Abrir a janela, sair à rua, eram
coisas impossíveis. A guerra, a contínua e destruidora guerra, levava os homens
para a guerrilha, deixando desamparadas muitas mulheres e crianças. Mulheres e
crianças muitas vezes vítimas e várias vezes fechadas. Restava-lhes sonhar que um dia
seria possível atravessar as altas montanhas, atingir o lado de lá da fronteira
e entrar no Paquistão, onde poderiam, pelo menos, ter a esperança de ver
diminuída a insegurança e o medo. Como se fosse possível, aí, aliviar o
inferno!
Mil vezes, perguntei a mim
própria como era possível ter chegado ali. Viver como se tudo tivesse ruído, a
sociedade recuado cem anos, todos os direitos perdidos, toda a dignidade em
causa e toda a capacidade de seguir vivendo normalmente aniquilada. Viver em subterrâneos, educar as
crianças clandestinamente, correr, a toda a hora, sérios riscos de vida, era o
dia a dia de milhões de pessoas. Fecharam as escolas, reduziram a vida e a
condição das mulheres a uma situação humilhante.
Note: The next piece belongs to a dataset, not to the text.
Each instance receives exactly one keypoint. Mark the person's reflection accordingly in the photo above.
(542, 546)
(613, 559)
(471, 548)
Há trinta anos, setenta por
cento dos professores eram mulheres. Trabalhavam, saíam de casa, havia uma
normalidade de vida, embora muito determinada pela cultura e as tradições. Isso
tinha deixado de existir.
Nada, agora, era normal. A
severidade e a demência dos taliban deitavam por terra qualquer tipo de
lógica, qualquer tipo de sentimento, como se os mais elementares traços de
humanidade que cada um de nós transporta não pudessem existir. Começamos por
nos esquecer de rir, de falar, de amar, de ser solidário, com a nossa sanidade
mental,continuamente posta à prova, numa luta diária, para não deixar de ser gente. Manter alguma dignidade e alguma decência exigiam a capacidade de continuar. Resistir era o mais importante.